I suggest something like the following:

"""
Every object has an identity, a type and a value. An object’s identity uniquely identifies the object. It will remain the same as long as that object exists. No two different objects will have the same id at the same time, but the same id may be re-used for future objects once one has been deleted. The ‘is’ operator compares the identity of two objects; the id() function returns an integer representing its identity. ``id(object_a) == id(object_b)`` if and only if they are the same object. 

**CPython implementation detail:** For CPython, id(x) is the memory address where x is stored.
"""
I agree that readers of a language reference should be able to manage without the analogies.

I want to suggest that identity and id() are different things.

The notion of identity in Python is what we access in phrases like "two different objects" and "the same object" in the text above. For me it defies definition, although one may make statements about it. A new object, wherever stored, is identically different from all objects preceding it.

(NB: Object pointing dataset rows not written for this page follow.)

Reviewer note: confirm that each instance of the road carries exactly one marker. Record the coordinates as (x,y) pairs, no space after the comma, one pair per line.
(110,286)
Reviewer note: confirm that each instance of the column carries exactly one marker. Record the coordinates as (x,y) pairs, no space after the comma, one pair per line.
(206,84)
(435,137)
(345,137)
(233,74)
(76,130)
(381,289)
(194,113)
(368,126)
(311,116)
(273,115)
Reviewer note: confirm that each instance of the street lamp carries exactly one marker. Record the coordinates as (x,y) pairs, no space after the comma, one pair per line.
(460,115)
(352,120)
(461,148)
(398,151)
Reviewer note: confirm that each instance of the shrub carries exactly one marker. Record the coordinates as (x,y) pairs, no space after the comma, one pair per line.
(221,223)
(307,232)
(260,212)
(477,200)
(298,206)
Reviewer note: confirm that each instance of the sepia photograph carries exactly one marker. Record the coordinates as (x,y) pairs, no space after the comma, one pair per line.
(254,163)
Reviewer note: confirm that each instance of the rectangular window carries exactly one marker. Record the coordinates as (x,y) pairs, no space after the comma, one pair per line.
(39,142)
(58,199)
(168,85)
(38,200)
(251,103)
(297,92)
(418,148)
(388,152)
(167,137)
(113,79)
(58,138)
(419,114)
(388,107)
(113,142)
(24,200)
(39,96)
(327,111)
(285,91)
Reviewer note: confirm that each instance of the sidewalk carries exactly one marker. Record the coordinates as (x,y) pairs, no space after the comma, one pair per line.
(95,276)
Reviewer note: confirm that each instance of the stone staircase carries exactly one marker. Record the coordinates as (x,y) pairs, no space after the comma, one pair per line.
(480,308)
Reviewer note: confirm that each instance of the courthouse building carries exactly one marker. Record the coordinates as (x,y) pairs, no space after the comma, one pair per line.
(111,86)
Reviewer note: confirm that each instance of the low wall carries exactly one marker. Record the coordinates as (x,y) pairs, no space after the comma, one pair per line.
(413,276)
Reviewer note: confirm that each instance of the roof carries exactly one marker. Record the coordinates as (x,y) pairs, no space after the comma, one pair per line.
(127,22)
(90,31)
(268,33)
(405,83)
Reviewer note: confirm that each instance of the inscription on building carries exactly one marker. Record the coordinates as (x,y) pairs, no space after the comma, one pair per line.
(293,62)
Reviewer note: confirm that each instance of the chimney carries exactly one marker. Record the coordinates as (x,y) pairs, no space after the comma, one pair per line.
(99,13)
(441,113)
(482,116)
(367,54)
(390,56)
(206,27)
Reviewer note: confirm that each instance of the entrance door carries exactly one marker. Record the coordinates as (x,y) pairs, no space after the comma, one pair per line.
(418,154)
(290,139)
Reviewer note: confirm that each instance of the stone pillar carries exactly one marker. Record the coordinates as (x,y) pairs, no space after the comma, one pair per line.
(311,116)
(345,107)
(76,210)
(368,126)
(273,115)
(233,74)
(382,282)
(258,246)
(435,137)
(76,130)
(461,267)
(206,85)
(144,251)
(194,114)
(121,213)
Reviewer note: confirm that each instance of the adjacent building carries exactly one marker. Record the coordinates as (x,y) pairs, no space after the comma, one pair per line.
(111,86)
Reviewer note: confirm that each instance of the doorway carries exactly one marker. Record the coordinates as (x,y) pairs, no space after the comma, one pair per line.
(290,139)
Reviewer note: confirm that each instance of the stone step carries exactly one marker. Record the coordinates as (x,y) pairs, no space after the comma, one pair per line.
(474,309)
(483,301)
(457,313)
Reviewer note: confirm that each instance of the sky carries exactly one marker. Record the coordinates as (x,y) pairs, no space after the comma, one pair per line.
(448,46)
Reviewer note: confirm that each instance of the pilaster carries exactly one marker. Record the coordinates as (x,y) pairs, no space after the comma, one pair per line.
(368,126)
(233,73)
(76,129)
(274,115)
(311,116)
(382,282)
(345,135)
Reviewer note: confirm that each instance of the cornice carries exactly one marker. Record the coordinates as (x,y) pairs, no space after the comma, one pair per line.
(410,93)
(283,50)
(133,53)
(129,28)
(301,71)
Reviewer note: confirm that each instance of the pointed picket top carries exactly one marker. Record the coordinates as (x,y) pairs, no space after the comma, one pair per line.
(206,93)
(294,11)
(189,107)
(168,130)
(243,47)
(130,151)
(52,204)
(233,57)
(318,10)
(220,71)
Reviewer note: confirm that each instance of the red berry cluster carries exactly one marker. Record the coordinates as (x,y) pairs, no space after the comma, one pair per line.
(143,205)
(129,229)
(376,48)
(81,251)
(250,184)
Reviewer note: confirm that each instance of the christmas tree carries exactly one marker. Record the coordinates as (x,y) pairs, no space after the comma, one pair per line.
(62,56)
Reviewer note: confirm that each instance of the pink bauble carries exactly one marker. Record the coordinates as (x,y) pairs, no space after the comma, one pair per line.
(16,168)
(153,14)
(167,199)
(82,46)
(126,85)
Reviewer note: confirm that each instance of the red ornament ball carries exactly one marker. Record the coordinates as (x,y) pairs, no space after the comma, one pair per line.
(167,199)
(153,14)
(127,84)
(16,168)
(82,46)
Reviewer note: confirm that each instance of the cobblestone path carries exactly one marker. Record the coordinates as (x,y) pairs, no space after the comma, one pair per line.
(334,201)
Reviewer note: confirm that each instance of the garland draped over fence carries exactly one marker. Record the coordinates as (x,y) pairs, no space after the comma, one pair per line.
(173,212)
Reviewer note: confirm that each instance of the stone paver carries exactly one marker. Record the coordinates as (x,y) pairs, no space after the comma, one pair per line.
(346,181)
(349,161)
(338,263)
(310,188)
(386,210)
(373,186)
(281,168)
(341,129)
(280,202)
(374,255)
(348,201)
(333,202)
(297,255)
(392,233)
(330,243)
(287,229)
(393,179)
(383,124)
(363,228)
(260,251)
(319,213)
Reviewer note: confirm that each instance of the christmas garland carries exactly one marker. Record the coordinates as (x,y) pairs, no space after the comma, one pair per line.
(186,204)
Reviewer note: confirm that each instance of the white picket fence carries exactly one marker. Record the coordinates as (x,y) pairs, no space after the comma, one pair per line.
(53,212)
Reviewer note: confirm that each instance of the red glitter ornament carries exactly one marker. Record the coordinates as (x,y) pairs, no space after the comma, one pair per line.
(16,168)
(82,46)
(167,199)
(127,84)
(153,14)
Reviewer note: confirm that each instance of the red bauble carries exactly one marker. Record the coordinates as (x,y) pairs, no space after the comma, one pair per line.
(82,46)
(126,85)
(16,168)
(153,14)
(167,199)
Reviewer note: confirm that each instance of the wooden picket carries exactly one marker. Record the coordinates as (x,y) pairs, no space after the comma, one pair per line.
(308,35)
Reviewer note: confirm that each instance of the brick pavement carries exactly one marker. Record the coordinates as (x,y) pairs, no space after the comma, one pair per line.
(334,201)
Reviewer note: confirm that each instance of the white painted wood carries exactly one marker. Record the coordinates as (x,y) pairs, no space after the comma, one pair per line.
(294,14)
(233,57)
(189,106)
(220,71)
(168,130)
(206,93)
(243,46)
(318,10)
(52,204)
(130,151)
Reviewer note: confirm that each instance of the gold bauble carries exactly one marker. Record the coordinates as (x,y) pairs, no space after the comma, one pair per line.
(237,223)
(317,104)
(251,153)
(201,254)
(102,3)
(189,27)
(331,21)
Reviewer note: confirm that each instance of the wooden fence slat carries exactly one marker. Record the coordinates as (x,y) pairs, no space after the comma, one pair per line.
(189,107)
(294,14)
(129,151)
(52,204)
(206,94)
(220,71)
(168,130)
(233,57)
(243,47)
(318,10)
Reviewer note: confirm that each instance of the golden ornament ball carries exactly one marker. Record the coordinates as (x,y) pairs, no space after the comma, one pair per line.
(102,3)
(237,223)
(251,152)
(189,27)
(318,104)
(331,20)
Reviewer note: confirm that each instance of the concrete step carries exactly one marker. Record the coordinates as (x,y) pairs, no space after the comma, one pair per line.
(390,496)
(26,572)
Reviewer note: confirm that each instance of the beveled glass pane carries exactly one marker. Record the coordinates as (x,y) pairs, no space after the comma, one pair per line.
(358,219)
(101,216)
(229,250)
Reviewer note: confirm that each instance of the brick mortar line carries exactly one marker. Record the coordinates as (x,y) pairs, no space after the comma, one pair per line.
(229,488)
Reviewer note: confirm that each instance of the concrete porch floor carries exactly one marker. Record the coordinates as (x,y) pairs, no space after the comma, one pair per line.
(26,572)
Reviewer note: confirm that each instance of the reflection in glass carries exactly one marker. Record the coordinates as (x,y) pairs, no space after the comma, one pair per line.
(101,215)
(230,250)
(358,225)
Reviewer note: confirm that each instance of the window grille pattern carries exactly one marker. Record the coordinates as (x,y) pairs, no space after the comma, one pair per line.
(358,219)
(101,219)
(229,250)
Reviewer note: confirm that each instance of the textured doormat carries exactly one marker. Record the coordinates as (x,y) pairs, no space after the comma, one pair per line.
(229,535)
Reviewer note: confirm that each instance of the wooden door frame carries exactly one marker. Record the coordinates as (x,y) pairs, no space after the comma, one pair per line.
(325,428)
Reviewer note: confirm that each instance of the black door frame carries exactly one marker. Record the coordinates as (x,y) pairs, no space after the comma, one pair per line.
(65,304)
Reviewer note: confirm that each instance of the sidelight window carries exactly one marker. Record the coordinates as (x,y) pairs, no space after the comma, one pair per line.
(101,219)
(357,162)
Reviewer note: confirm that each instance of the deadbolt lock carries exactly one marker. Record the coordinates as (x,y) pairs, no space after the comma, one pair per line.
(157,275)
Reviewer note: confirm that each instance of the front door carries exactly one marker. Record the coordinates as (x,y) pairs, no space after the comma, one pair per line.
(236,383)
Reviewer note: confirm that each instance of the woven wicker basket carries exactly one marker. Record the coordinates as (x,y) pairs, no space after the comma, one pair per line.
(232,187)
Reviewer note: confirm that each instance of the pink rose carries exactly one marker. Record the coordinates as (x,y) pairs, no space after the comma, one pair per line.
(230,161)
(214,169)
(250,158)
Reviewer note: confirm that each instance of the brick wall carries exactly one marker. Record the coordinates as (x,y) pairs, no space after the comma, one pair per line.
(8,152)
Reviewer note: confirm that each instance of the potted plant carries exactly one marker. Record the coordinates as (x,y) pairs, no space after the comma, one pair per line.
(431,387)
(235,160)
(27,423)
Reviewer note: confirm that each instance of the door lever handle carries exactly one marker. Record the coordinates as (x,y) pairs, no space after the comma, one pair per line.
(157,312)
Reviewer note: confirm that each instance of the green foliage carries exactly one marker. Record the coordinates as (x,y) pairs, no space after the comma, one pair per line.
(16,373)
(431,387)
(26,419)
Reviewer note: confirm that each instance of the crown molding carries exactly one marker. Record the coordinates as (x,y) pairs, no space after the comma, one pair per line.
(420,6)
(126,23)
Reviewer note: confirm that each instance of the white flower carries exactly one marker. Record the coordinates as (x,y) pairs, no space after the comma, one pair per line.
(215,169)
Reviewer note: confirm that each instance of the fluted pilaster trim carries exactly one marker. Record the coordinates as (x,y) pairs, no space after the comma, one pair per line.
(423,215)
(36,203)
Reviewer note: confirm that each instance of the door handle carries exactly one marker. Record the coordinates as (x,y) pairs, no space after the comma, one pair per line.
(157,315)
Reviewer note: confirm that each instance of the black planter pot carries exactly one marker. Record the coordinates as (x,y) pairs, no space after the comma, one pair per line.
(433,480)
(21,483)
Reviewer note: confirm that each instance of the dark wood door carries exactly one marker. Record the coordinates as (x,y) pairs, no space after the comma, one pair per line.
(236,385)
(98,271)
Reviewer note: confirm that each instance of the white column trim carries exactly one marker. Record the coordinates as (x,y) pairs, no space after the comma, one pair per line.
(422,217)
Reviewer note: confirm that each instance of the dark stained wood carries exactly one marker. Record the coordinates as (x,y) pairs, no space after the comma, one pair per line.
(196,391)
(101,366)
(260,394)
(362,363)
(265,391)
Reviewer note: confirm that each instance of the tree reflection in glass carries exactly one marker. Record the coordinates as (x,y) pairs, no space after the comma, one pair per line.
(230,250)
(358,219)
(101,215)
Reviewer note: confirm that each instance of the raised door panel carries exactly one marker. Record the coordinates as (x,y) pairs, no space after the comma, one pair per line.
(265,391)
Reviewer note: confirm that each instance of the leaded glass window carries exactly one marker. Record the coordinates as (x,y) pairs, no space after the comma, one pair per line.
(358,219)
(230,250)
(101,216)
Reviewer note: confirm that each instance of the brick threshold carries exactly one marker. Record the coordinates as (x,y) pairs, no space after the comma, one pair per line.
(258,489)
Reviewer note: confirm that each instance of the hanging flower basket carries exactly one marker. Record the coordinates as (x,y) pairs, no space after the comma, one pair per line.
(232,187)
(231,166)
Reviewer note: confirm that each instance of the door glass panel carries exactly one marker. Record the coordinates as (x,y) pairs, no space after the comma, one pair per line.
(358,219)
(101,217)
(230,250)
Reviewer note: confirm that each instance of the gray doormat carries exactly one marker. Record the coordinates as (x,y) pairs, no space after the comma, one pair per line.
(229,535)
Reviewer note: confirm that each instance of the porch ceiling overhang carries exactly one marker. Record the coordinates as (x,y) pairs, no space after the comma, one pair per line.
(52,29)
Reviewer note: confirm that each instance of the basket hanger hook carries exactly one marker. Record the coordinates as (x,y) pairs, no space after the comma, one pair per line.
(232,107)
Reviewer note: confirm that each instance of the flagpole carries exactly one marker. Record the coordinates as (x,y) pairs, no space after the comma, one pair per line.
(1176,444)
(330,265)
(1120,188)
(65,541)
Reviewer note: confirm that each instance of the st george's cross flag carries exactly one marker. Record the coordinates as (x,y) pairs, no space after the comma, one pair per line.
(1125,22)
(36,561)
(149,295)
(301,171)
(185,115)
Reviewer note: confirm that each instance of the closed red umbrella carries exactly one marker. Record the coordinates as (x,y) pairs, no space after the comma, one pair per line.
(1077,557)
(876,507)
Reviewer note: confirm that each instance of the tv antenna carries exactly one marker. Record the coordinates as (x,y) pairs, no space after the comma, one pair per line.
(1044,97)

Any Python has to implement the concept of identity in order to refer, without confusion, to objects in structures and bound by names. In practice, Python need only identify an object while the object exists in the interpreter, and the object exists as long as something refers to it in this way. To this extent, the identifier in the implementation need not be unique for all time.

The id() function returns an integer approximating this second idea. There is no mechanism to reach the object itself from the result, since it does not keep the object in existence, and worse, it may now be the id of a different object. In defining id(), I think it is confusing to imply that this number *is* the identity of the object that provided it.